At the first Becker’s Payer Issues Roundtable event on November 7-8, a leadership panel discussed payers’ top priorities.
- Payer executives are concerned about how to manage the cultural shift to move to value-based care. “The reality is we live in a fee-for-service world, and in the short term, it does mean that somebody is going to get a smaller piece of the pie,” said Ceci Connolly, President and Chief Executive Officer, Alliance of Community Health Plans. “But true value-based care has to include downside risk for both players in the arrangement.”
- Managing price transparency has caused confusion for members, and health plans must educate about the value that integrated models can provide. “Everybody's got their prices out there, and it might be a little bit more expensive for you to get your colonoscopy with us than it is with one of our competitors,” said Gracelyn McDermott, Vice President, Marketing, Sales and Business Development, Kaiser Permanente. “But what happens if they find something? That’s really where the member starts to lose the value (if they are not covered by an integrated model).”
- Consolidations haven’t resulted in savings but have rather brought more bargaining power to a few, large entities. This is an important regulatory topic, according to Connolly: “What are policymakers going to do to attempt to level the playing field to have true competition?”
For smaller players however, the panelists have already observed more creative partnerships between payers and providers which will be critical for them to remain competitive. “We've reached the tipping point where the healthy friction and tension got to an unhealthy point, and people are more willing to lay down arms and work together,” said Michael Drescher, Vice President of Payer Strategy, XSOLIS. “Increased sharing of real-time data needs to become the norm, not the anomaly, to accelerate the collaboration the industry requires.”
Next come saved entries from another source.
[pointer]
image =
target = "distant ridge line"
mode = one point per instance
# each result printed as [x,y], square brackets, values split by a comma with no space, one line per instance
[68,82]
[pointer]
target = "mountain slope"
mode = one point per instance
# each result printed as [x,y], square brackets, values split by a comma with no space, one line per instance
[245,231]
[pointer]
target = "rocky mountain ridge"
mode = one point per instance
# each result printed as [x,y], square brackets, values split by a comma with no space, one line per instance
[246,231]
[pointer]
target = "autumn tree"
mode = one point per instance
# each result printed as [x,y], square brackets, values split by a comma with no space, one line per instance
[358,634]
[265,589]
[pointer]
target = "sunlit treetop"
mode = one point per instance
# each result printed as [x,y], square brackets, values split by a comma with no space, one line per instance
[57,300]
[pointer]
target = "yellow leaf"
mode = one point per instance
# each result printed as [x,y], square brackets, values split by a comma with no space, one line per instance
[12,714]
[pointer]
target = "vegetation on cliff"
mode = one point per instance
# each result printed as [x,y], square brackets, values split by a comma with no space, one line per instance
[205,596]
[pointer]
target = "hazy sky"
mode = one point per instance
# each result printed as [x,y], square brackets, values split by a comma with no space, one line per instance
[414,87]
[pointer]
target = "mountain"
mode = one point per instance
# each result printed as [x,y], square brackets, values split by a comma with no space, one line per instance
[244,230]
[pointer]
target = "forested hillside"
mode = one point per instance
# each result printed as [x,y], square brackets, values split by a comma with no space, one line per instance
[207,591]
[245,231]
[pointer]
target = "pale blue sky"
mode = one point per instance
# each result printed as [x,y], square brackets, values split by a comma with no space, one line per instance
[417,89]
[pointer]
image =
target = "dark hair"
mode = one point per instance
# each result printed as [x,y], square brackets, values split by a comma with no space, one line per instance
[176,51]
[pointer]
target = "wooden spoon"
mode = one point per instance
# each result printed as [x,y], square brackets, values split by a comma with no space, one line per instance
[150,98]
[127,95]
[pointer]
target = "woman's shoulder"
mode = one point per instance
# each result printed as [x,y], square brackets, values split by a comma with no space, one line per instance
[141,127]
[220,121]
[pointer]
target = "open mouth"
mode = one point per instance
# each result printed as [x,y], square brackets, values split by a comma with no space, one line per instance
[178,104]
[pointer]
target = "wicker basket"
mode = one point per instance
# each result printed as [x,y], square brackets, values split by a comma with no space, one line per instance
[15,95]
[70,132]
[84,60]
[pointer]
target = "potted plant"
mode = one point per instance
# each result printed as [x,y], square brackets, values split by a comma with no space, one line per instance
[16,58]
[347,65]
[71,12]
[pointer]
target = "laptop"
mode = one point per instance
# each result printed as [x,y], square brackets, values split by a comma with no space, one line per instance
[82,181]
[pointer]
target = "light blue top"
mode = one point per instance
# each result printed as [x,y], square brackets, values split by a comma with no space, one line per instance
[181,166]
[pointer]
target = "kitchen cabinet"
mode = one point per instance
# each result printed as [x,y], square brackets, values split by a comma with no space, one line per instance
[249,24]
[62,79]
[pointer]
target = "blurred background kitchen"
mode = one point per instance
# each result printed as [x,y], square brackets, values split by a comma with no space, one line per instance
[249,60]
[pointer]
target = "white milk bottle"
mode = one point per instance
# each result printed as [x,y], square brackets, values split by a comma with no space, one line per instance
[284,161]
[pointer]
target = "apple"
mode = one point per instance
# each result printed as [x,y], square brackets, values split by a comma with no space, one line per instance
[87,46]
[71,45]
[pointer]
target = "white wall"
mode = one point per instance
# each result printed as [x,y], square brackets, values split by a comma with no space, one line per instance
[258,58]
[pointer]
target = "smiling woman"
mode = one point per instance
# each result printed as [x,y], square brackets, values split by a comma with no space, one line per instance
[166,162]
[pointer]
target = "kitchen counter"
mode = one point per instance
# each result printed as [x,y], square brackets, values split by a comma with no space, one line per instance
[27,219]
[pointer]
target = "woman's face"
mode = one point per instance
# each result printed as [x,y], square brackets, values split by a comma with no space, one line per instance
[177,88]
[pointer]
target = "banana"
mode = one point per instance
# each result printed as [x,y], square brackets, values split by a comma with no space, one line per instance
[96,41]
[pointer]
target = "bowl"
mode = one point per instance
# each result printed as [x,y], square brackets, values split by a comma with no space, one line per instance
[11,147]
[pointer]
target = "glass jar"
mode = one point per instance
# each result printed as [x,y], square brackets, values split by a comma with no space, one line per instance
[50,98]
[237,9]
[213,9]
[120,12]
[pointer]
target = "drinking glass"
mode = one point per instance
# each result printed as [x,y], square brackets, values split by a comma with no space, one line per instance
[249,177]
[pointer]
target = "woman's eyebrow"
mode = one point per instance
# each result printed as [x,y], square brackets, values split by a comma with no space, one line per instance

- Concerns about cost-shifting and staffing shortages loom large. Economic trends will make the need for efficiency across health plans even more pressing. Health plans with balanced portfolios should be better positioned to manage the money and the patient population.
With the industry suffering provider shortages earlier than expected, health plans must continue to balance telemedicine and other care delivery options to ensure members are receiving the right care at the right time and place for the right price. Drescher adds, “Whether it’s a good time or bad time with Medicaid reimbursement or commercial lines, there is still an enormous amount of administrative waste in the system, and we’re not talking enough about getting rid of that with innovation.”
As detailed in a recent Chilmark Research report, Humana is one such example of how health plans are partnering with XSOLIS to reduce administrative waste and foster more payer-provider collaboration.